4. The multi-core processor system of claim 2, wherein the non-cacheable area includes a shared address area storing the non-cacheable data shared by the plurality of clusters.

5. The multi-core processor system of claim 2, wherein the at least one cluster includes a shared instruction set cache storing cache instruction sets accessed by the plurality of processor cores among the cacheable data.

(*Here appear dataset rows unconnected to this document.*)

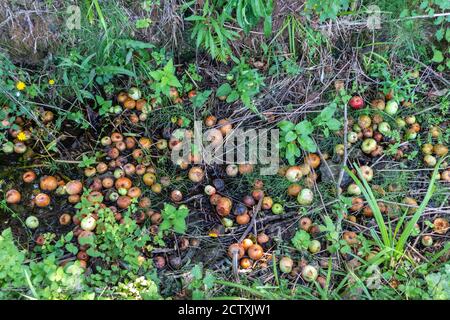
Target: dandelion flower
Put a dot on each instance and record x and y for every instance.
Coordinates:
(22, 136)
(20, 85)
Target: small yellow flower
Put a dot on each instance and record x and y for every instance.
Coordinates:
(20, 85)
(22, 136)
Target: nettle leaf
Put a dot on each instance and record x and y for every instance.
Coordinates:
(304, 128)
(234, 95)
(290, 136)
(223, 90)
(307, 143)
(286, 125)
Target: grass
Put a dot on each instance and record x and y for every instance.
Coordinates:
(300, 62)
(390, 243)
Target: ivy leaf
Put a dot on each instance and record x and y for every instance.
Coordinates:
(440, 34)
(286, 125)
(224, 90)
(234, 95)
(290, 136)
(438, 57)
(71, 248)
(200, 99)
(307, 143)
(333, 124)
(179, 225)
(304, 128)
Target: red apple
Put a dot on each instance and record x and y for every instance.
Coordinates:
(356, 102)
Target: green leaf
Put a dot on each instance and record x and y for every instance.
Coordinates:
(224, 90)
(307, 143)
(290, 136)
(71, 248)
(111, 70)
(440, 34)
(328, 112)
(233, 96)
(438, 57)
(304, 128)
(333, 124)
(286, 125)
(200, 99)
(267, 26)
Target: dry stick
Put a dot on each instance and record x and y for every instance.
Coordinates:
(341, 173)
(440, 77)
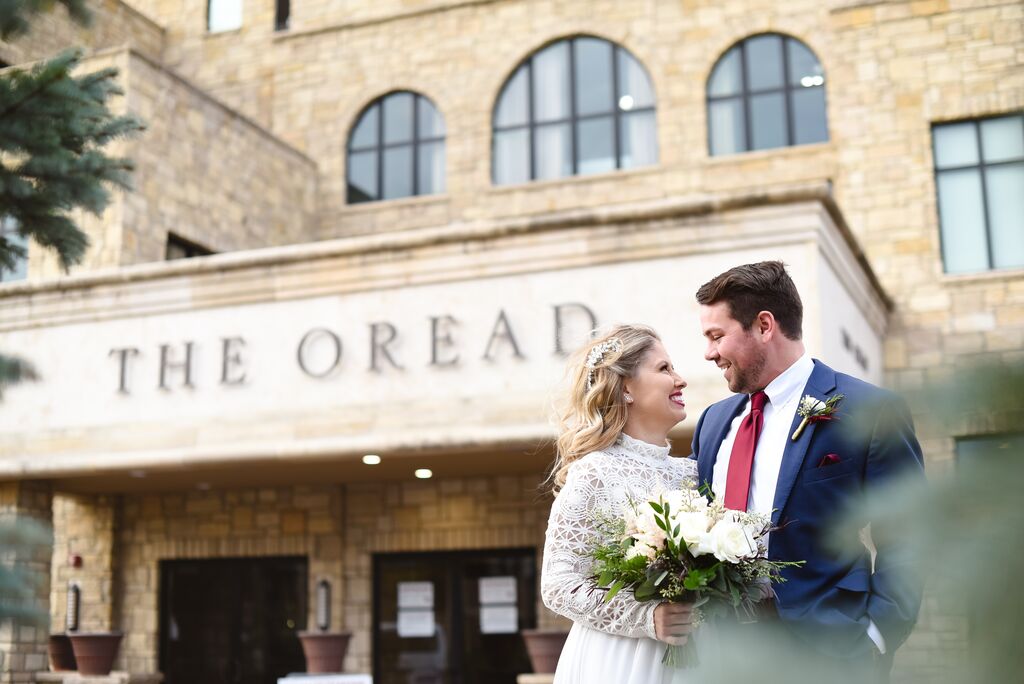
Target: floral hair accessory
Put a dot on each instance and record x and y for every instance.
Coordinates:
(596, 355)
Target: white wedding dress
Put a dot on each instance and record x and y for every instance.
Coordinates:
(613, 642)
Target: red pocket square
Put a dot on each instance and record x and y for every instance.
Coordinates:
(829, 460)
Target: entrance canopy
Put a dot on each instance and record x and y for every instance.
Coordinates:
(440, 341)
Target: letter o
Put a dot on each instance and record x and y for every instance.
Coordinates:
(310, 337)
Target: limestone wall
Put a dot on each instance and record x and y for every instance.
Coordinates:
(114, 24)
(337, 526)
(202, 171)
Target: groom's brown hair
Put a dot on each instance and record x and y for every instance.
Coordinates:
(754, 288)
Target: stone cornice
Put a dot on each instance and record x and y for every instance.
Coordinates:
(35, 303)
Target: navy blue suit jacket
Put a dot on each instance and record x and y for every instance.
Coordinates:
(827, 601)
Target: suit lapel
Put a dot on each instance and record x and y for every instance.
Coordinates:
(819, 385)
(717, 430)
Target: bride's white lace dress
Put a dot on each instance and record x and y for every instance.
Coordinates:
(613, 642)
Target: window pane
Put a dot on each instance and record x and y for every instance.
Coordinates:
(552, 152)
(809, 116)
(551, 82)
(805, 70)
(430, 121)
(398, 118)
(512, 107)
(397, 172)
(596, 145)
(593, 76)
(955, 144)
(638, 139)
(1003, 139)
(633, 82)
(365, 134)
(224, 15)
(511, 157)
(726, 80)
(1005, 191)
(431, 168)
(764, 62)
(767, 121)
(964, 243)
(361, 176)
(726, 120)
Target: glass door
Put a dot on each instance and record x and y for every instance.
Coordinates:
(453, 617)
(231, 621)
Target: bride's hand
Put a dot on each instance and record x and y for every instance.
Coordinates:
(673, 622)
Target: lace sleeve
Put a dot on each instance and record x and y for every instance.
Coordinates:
(564, 583)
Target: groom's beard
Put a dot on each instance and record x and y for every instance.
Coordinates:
(745, 380)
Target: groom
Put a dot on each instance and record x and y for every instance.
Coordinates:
(750, 447)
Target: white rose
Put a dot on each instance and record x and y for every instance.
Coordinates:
(730, 542)
(693, 529)
(647, 530)
(631, 521)
(637, 550)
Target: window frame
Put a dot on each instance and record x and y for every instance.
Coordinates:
(745, 94)
(573, 118)
(380, 146)
(980, 167)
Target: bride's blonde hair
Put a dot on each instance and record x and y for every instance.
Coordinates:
(593, 412)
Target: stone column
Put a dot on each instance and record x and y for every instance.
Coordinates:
(83, 528)
(24, 640)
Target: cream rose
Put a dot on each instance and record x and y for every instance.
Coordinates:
(730, 542)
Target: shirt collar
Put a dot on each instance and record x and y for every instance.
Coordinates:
(791, 381)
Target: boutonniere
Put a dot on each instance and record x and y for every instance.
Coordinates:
(813, 410)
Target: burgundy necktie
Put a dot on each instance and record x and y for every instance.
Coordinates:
(737, 484)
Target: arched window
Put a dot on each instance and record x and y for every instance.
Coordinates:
(578, 107)
(396, 150)
(766, 91)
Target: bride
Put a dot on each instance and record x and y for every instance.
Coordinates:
(624, 398)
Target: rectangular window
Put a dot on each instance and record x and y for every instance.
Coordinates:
(179, 248)
(282, 14)
(979, 179)
(8, 228)
(223, 15)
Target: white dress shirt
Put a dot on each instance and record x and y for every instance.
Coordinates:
(783, 397)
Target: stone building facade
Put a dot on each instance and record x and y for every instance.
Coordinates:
(246, 154)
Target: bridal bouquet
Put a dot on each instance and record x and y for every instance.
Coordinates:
(682, 548)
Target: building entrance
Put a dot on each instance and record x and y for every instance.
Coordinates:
(227, 621)
(453, 617)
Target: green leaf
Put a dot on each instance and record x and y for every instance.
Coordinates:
(645, 591)
(615, 588)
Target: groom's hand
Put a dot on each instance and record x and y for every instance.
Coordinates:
(673, 622)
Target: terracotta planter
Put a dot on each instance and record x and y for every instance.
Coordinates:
(94, 652)
(325, 651)
(544, 647)
(61, 655)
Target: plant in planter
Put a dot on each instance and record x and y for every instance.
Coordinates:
(94, 652)
(544, 647)
(325, 650)
(61, 654)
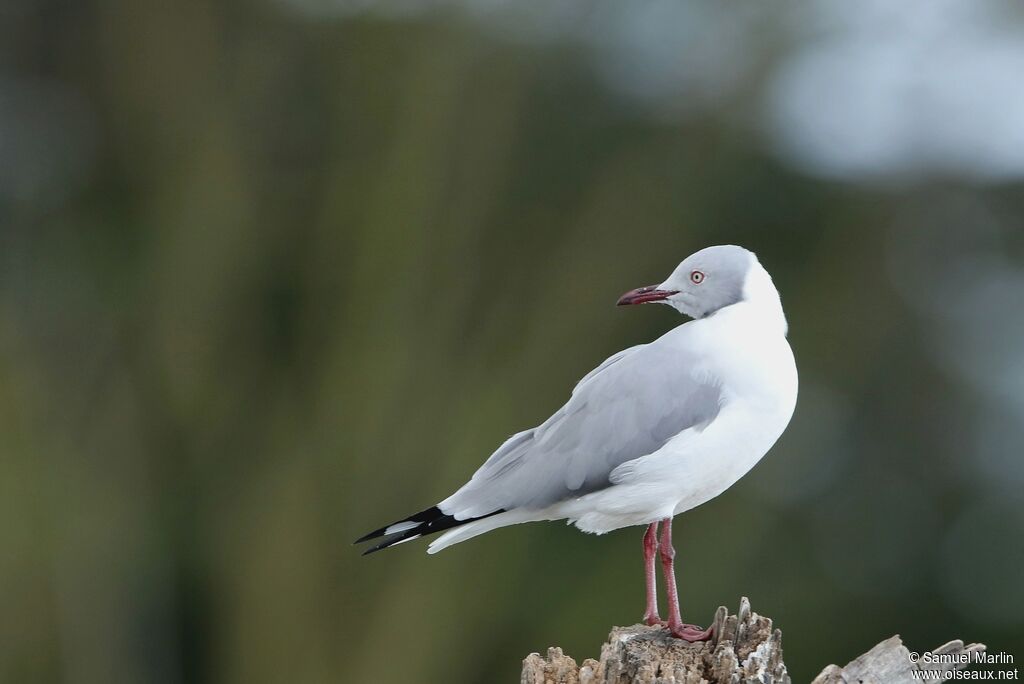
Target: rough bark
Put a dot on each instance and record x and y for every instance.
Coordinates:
(744, 648)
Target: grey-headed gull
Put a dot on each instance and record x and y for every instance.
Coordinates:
(654, 430)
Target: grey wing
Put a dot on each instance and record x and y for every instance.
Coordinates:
(629, 407)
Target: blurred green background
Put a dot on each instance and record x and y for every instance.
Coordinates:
(274, 272)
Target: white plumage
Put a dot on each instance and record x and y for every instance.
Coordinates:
(653, 431)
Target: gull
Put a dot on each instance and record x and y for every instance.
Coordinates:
(654, 430)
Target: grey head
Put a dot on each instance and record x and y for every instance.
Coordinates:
(708, 281)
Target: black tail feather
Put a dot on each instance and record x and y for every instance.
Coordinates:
(428, 521)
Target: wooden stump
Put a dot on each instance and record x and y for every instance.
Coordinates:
(745, 648)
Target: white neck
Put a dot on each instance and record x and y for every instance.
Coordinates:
(760, 292)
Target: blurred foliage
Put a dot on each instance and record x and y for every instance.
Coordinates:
(269, 282)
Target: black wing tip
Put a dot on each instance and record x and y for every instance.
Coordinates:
(424, 516)
(430, 520)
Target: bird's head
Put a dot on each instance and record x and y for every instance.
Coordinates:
(708, 281)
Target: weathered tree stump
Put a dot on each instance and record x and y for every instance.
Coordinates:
(744, 648)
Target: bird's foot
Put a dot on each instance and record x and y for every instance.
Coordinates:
(690, 633)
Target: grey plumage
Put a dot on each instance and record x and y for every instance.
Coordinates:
(628, 408)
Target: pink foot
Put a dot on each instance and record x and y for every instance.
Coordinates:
(691, 633)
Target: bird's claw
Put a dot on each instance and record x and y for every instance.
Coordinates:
(691, 633)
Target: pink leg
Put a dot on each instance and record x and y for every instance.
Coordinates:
(676, 625)
(650, 616)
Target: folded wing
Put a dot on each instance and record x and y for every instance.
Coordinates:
(628, 408)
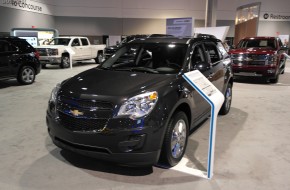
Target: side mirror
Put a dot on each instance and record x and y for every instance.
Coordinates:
(202, 66)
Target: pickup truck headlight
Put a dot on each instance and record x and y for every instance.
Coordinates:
(53, 51)
(53, 94)
(139, 106)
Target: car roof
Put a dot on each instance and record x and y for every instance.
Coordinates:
(259, 37)
(173, 40)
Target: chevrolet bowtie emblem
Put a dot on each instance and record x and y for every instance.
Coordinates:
(76, 113)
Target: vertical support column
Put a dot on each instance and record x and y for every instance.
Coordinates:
(210, 14)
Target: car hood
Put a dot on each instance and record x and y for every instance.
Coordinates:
(50, 47)
(253, 50)
(106, 83)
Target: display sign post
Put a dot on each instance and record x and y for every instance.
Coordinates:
(71, 53)
(215, 98)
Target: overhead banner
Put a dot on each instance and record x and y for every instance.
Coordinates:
(270, 16)
(180, 26)
(27, 5)
(220, 32)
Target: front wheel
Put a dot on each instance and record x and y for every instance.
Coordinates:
(26, 75)
(65, 62)
(228, 100)
(175, 140)
(99, 58)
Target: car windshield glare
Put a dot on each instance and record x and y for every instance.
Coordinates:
(149, 58)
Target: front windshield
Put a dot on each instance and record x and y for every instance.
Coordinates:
(149, 58)
(259, 43)
(59, 41)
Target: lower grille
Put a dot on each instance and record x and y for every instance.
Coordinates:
(81, 124)
(249, 62)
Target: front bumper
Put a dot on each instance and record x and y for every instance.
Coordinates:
(137, 145)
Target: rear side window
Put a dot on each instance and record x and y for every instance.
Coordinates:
(222, 50)
(23, 46)
(6, 47)
(76, 42)
(84, 42)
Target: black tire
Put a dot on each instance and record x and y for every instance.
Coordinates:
(228, 100)
(65, 61)
(26, 75)
(99, 58)
(174, 144)
(276, 79)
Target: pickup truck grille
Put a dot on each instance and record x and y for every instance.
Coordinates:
(83, 115)
(250, 59)
(249, 62)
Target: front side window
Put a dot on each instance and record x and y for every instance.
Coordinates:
(151, 58)
(6, 47)
(59, 41)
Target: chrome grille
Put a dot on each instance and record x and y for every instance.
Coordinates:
(83, 114)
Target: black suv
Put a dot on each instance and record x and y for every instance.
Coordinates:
(18, 59)
(136, 108)
(112, 49)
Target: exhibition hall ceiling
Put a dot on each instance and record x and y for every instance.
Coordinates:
(226, 9)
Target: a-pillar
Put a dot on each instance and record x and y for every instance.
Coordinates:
(210, 16)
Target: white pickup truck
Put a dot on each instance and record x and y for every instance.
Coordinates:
(58, 51)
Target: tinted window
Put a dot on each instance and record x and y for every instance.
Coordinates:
(154, 58)
(222, 50)
(212, 52)
(197, 55)
(76, 42)
(6, 47)
(23, 45)
(84, 42)
(59, 41)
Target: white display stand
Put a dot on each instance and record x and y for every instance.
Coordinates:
(215, 98)
(71, 53)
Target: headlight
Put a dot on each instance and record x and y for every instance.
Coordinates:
(139, 106)
(53, 94)
(270, 59)
(53, 51)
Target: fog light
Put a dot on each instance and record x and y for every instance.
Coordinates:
(134, 142)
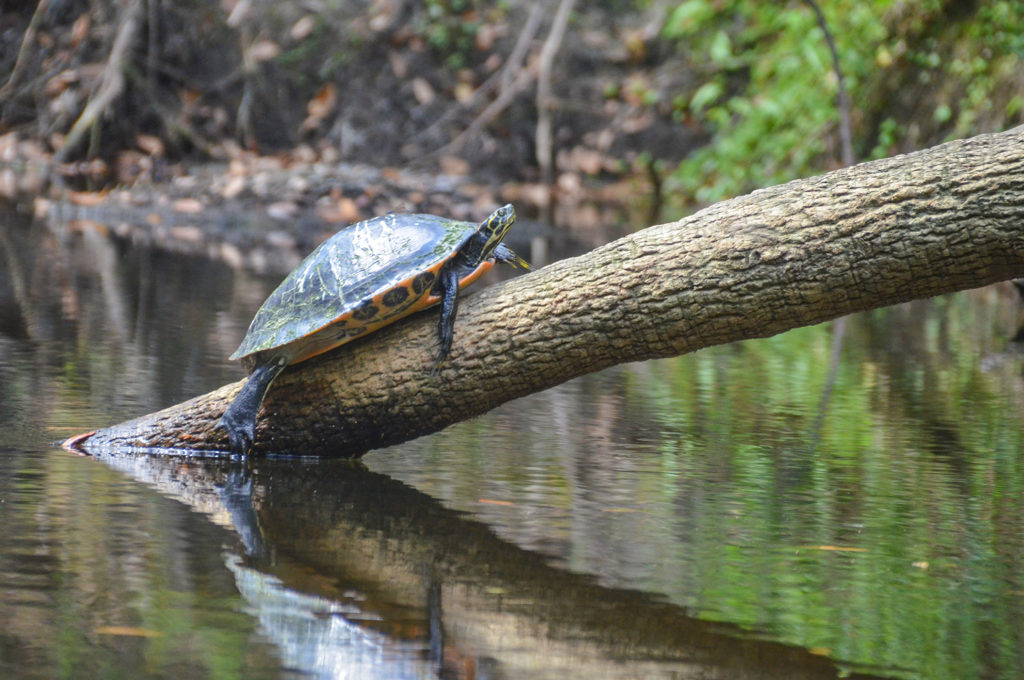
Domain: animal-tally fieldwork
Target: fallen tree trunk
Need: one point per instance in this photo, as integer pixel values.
(936, 221)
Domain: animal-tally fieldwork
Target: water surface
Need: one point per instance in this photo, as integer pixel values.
(844, 498)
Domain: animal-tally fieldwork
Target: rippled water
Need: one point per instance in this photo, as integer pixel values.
(845, 498)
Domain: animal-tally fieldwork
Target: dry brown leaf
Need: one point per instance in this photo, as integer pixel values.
(320, 107)
(342, 210)
(263, 50)
(80, 31)
(151, 144)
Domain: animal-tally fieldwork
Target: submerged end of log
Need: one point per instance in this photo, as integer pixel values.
(935, 221)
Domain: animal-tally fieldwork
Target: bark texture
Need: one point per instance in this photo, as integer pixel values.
(912, 226)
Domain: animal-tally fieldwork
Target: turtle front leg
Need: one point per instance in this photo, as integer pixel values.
(240, 418)
(449, 283)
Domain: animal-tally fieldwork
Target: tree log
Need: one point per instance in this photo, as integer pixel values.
(935, 221)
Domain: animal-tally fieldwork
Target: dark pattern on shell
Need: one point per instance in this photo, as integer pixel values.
(349, 269)
(395, 296)
(422, 283)
(365, 311)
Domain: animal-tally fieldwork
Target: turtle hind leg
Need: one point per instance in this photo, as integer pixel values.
(449, 284)
(240, 418)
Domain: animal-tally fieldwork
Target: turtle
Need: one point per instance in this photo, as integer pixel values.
(361, 279)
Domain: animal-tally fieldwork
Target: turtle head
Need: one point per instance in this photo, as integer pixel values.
(489, 235)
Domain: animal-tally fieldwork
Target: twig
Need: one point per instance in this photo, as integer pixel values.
(544, 118)
(845, 133)
(112, 82)
(23, 52)
(503, 79)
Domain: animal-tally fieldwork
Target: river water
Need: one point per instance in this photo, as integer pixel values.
(844, 499)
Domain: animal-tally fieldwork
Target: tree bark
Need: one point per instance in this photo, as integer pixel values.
(882, 232)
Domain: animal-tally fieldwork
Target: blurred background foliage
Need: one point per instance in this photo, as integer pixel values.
(918, 73)
(688, 102)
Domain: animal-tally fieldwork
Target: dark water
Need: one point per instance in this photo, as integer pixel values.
(823, 502)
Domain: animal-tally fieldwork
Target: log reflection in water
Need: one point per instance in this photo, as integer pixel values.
(345, 567)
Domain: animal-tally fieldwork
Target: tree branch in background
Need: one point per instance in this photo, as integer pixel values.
(23, 52)
(544, 143)
(846, 135)
(504, 80)
(112, 82)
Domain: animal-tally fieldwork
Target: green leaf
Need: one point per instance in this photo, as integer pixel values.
(720, 49)
(706, 94)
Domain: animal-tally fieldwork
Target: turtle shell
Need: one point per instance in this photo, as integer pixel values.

6. The multi-core processor system of claim 2, wherein the address decoder includes:

a comparing operation unit comparing the address value and the address register value with each other; and

a memory unit allowing at least one of the plurality of processor cores to access the shared data cache when the address value is smaller than the address register value, as the comparison result of the comparing operation unit, and allowing at least one of the plurality of processor cores to access the non-cacheable area when the address value is larger than the address register value, as the comparison result of the comparing operation unit.

7. The multi-core processor system of claim 6, wherein the cacheable area includes a first address area to and in which a first cacheable data supported in a first cluster of the plurality of clusters among the cacheable data is allocated and stored and a second address area to and in which a second cacheable data supported in a second cluster of the plurality of clusters among the cacheable data is allocated and stored, and

the comparing operation unit compares the address register value corresponding to the first address area and the address value with each other.

8. The multi-core processor system of claim 6, wherein the memory unit allows at least one of the plurality of processor cores to access a cache data corresponding to the data among the cache data stored in the shared data cache when the address value is smaller than the address register value.

9. The multi-core processor system of claim 6, wherein the memory unit allows at least one of the plurality of processor cores to access a non-cacheable data corresponding to the data among the non-cacheable data stored in the non-cacheable area when the address value is larger than the address register value.

10. The multi-core processor system of claim 2, wherein any cluster of the plurality of clusters accesses a shared data cache included in another cluster of the plurality of clusters.